Pechino impone rigidi controlli sul Tibet, menzionato ormai ufficialmente in Cina con il nome mandarino di Xizang, e denuncia il Dalai Lama, che sostiene una maggiore autonomia tibetana, come un ribelle, mentre i colloqui tra Pechino e i leader tibetani sono congelati dal 2010. La portavoce del ministero degli Esteri cinese Mao, parlando nel briefing quotidiano, ha accusato il Dalai Lama di essere “un esule politico impegnato in attività separatiste anti-cinesi sotto le mentite spoglie della religione. La Cina si oppone fermamente a qualsiasi Paese che consenta al Dalai Lama di visitare il Paese con qualsiasi pretesto e si oppone fermamente a qualsiasi forma di incontro tra funzionari governativi di qualsiasi paese e il Dalai Lama”.

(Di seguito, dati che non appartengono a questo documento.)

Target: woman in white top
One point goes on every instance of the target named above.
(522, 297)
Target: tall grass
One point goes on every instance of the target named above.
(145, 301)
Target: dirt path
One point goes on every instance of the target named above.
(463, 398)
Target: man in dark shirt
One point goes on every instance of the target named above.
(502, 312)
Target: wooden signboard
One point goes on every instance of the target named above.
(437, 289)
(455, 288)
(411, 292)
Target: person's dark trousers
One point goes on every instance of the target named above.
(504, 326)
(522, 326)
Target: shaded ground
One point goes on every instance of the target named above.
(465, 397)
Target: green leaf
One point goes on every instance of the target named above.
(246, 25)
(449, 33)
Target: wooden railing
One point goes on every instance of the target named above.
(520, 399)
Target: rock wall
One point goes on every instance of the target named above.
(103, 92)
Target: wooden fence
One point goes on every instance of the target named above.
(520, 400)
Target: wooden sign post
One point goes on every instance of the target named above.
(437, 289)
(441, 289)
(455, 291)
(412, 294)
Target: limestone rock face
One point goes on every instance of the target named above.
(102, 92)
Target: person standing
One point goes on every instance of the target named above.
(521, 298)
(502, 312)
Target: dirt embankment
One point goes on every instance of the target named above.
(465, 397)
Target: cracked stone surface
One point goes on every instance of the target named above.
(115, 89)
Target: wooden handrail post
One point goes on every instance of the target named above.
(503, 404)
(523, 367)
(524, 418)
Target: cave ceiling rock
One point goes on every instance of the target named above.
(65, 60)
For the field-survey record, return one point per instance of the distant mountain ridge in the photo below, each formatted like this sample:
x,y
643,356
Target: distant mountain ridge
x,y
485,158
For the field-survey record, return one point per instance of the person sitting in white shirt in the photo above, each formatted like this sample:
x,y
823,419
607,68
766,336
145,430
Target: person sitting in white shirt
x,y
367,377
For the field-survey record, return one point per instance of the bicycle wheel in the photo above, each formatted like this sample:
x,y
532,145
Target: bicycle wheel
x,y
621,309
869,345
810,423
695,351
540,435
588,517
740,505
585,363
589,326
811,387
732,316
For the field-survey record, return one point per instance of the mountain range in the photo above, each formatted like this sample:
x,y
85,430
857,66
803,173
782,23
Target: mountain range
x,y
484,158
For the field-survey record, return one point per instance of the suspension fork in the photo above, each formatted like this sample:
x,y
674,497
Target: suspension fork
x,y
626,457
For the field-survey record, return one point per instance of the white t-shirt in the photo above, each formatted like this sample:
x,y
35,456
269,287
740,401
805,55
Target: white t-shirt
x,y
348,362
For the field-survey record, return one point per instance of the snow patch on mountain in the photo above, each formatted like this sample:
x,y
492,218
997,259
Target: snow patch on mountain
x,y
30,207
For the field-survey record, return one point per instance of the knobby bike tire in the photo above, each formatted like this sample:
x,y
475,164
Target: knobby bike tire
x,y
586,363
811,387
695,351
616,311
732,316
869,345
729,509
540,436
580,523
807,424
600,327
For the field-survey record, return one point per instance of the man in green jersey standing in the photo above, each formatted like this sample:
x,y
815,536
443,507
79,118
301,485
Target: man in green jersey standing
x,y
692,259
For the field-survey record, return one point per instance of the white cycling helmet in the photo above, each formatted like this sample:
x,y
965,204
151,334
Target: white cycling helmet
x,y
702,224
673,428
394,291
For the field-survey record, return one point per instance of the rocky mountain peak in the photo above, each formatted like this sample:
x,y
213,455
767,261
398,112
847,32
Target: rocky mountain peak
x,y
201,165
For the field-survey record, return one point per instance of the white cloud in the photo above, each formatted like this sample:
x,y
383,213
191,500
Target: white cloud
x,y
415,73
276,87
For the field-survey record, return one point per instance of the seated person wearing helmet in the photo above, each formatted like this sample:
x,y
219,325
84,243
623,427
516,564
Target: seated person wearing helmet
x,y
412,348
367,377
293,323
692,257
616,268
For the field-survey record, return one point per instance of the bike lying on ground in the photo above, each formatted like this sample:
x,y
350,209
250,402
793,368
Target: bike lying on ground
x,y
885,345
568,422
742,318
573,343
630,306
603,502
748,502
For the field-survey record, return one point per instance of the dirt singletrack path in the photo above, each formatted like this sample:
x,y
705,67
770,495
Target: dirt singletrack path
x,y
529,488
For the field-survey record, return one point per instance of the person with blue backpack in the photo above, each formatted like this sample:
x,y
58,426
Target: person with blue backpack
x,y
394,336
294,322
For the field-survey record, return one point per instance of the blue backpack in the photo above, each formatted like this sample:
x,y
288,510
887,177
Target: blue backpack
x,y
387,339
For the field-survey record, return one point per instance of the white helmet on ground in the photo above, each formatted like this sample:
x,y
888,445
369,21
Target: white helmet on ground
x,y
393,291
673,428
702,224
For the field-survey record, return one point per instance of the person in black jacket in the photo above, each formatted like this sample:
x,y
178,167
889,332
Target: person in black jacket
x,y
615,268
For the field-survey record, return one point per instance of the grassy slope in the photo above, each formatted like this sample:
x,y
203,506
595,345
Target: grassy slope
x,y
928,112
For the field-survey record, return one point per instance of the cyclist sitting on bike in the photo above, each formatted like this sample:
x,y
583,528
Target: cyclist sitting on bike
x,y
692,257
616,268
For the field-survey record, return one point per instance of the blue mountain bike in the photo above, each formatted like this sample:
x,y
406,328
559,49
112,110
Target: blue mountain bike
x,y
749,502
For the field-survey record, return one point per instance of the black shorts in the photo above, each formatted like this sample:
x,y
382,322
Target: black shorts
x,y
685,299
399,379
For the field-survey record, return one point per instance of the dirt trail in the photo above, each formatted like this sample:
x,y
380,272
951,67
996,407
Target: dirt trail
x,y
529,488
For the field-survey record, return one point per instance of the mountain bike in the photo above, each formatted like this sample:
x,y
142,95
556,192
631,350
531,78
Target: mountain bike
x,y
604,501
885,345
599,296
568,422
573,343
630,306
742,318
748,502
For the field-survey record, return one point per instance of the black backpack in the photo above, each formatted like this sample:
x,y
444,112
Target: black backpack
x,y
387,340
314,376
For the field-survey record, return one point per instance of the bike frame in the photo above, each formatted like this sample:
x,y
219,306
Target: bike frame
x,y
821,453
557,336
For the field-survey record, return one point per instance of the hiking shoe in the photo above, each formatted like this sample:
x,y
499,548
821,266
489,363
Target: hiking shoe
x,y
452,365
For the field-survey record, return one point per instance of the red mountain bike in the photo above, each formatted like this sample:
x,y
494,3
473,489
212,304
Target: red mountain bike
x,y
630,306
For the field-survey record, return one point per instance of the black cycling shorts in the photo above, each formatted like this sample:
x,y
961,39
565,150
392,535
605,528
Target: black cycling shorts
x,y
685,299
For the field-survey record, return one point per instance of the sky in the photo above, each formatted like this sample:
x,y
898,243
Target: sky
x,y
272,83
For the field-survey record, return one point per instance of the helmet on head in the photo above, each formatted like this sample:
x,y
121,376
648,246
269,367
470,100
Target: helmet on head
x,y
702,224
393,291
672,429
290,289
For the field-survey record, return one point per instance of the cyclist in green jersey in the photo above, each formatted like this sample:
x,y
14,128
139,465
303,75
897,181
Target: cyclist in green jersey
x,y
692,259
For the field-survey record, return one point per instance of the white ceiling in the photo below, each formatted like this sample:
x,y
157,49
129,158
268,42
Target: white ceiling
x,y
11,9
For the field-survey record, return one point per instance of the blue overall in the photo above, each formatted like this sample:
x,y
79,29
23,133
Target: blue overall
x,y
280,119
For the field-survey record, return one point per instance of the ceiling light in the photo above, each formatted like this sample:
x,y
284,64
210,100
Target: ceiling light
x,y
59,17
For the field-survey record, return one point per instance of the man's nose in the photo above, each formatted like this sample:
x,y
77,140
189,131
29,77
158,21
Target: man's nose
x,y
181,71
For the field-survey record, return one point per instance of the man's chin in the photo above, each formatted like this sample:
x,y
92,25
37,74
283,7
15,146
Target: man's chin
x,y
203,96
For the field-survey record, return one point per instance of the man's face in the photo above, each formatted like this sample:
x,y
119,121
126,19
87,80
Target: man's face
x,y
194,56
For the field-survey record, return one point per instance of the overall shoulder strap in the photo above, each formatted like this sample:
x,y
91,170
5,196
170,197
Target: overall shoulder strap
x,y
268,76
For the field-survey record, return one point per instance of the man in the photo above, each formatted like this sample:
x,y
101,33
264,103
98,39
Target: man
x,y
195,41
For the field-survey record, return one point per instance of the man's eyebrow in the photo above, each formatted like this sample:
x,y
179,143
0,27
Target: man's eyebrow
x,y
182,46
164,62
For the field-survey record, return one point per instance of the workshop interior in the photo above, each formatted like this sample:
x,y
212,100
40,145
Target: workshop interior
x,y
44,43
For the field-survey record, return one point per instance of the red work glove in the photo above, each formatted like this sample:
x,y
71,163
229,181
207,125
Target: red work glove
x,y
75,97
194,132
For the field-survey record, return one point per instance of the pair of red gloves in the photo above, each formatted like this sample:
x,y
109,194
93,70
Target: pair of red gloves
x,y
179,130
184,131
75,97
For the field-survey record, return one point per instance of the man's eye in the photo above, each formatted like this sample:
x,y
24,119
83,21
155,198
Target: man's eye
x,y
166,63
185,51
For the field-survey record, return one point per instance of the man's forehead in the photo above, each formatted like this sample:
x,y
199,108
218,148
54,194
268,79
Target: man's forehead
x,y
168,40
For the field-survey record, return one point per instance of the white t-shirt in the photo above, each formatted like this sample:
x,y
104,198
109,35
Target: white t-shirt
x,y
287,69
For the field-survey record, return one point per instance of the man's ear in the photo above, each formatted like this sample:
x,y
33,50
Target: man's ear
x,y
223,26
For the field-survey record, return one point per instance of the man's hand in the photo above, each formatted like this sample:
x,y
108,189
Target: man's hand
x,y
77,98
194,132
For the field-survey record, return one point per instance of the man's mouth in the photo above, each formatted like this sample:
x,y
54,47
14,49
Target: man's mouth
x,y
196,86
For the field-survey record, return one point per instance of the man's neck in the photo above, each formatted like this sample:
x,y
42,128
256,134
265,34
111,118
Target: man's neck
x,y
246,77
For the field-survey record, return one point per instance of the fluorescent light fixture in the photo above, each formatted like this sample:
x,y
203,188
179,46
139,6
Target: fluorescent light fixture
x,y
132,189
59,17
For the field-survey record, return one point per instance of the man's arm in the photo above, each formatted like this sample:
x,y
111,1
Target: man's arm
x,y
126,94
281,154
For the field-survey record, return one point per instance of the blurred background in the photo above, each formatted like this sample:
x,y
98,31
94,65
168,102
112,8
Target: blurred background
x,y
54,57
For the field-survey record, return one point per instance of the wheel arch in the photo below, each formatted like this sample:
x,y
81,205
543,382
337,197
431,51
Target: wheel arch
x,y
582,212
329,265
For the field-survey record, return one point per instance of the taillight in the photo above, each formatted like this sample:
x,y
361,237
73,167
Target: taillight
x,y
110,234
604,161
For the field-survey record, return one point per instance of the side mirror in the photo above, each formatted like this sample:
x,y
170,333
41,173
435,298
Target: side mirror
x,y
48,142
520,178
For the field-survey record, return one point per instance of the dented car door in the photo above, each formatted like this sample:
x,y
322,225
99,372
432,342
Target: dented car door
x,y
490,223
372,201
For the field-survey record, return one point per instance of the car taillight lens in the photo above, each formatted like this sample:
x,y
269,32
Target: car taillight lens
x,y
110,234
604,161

Il leader spirituale, 89 anni, è stato sottoposto a un intervento chirurgico al ginocchio a New York quest’anno e ha affermato di essersi ripreso bene in una dichiarazione rilasciata a luglio. Si è dimesso da capo politico del suo popolo nel 2011, passando il testimone del potere secolare a un governo scelto democraticamente da circa 130.000 tibetani in tutto il mondo.

Affari interni

A luglio, Pechino ha espresso la sua “forte opposizione” verso una legge Usa firmata dal presidente Joe Biden che spinge Pechino a risolvere una disputa sulle richieste del Tibet di maggiore autonomia, promettendo di “difendere con fermezza” i suoi interessi. Il ministero degli Esteri cinese, inoltre, aveva affermato che “la nomina americana di un cosiddetto coordinatore speciale per le questioni tibetane era una un’interferenza negli affari interni” del Dragone.

La Cina prese il controllo del Tibet nel 1951 e il Dalai Lama fuggì in esilio nel 1959: in precedenza, la vasta regione himalayana aveva avuto un’ampia autonomia dopo la caduta della dinastia Qing, durata tre secoli.